Steelers QB Landry Jones was supposed to inject some youth into the quarterback position.
Although Ben Roethlisberger is one of the elite quarterbacks in the league, he's missed at least one game in every season prior to 2013. His backups included an effective but aging Charlie Batch and the steady but oft-injured Byron Leftwich.
So, in the fourth round of the 2013 Draft, Pittsburgh scooped up the Oklahoma standout Landry Jones with the hope he could serve as a capable backup, perhaps even take over the starting reigns someday.
Jones was an extremely successful player in college, as he lead the Sooners to double-digit wins in each of his three seasons as a starter, won a BCS game and ended his career as one of the most prolific passers in school history.

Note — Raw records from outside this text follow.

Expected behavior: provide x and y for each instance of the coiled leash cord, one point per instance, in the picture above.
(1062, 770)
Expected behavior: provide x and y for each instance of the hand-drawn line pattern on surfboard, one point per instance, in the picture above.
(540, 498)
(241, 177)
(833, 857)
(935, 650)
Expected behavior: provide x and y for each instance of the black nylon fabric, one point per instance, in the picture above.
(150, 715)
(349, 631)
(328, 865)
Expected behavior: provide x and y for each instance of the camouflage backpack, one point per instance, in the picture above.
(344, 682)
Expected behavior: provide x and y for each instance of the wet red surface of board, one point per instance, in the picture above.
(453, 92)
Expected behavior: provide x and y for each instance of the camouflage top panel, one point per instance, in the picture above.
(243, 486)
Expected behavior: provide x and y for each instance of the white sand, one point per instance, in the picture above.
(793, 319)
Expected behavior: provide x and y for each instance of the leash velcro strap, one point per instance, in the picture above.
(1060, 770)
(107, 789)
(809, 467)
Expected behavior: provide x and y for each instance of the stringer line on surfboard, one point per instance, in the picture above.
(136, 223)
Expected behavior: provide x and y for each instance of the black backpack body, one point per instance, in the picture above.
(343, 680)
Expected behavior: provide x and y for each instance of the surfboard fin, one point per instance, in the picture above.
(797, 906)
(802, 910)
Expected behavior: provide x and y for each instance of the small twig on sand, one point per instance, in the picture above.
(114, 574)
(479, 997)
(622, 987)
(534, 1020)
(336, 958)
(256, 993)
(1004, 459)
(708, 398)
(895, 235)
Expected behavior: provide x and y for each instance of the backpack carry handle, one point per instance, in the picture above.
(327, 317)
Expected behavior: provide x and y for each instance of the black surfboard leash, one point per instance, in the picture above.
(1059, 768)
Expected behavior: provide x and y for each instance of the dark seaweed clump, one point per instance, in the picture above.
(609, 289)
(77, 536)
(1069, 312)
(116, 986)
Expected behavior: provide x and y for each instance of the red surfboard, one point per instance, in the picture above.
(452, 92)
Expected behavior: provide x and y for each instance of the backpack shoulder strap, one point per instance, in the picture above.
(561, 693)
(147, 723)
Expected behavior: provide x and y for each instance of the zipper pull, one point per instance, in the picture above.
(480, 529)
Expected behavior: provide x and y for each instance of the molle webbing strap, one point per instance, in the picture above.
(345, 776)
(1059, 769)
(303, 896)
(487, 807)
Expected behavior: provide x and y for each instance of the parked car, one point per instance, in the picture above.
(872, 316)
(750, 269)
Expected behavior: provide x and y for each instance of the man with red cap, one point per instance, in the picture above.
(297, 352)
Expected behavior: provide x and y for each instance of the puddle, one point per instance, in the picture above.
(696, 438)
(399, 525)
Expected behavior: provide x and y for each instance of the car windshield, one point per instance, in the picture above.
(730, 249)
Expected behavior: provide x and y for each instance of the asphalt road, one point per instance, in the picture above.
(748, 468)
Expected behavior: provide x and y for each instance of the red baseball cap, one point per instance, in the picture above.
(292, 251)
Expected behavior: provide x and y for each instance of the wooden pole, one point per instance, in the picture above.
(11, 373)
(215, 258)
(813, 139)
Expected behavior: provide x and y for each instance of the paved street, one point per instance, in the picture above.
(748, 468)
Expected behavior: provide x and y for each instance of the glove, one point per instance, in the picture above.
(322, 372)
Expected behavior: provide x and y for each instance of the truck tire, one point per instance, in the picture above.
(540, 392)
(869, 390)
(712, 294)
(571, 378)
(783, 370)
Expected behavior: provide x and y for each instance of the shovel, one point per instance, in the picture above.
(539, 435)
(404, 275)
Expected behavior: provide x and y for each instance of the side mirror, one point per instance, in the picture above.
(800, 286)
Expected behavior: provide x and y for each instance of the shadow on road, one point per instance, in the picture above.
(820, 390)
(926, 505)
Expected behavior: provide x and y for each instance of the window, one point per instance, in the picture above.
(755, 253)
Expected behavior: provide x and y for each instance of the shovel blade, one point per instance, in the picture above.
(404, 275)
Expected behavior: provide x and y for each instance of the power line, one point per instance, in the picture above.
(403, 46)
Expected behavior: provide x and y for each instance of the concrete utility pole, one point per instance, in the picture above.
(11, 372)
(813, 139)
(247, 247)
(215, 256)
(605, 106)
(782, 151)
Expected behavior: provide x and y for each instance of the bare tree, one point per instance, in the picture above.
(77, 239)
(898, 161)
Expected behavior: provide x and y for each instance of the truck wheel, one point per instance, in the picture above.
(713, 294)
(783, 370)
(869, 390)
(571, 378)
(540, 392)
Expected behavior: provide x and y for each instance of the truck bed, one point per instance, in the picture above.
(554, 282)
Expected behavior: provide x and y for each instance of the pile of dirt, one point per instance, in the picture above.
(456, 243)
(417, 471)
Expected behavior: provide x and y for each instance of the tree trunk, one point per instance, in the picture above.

Unfortunately, Jones, who is named after Cowboys Hall of Fame coach Tom Landry, has yet to replicate his collegiate success at a professional level. Although the Steelers had no intention of bringing Jones in to challenge the incumbent Roethlisberger, the 25-year old signal caller is still buried on the depth chart
In fact, Jones has yet to be active for a regular season game, his only experience coming in the preseason. General manager Kevin Colbert feels Jones has made progress as a player, but doesn't see him as a challenger for the backup spot yet.
"Has he progressed to the point where he beat out Bruce (Gradkowski) as the No. 2? No," Colbert said. "Maybe he will, maybe he won't. I think when you have young guys, at least they have that chance to grow," Mark Kaboly of the Pittsburgh Tribune-Review reported.
Jones' future as a member of the Pittsburgh Steelers isn't guaranteed. The Steelers have drafted two other quarterbacks since Roethlisberger was selected with the 11th overall pick in the 2003 draft, Dennis Dixon and Omar Jacobs, both selected in the fifth round. Jacobs was relegated to the practice squad after the preseason and cut shortly after, while Dixon enjoyed a reasonably successful run with the Steelers prior to his release in 2011.
Like Jones, Dixon and Jacobs both came from schools that run a high-octane spread offense where the quarterback usually lines up in shotgun. The adjustment to a pro-style offense often proves to be the bane of younger passers, as Jones especially has struggled with his accuracy in his short career.
Landry Jones will be given the opportunity to become the player the Steelers need him to be. But, if he comes up short, the Steelers Have shown they have no second thoughts about pulling the plug on a quarterback project.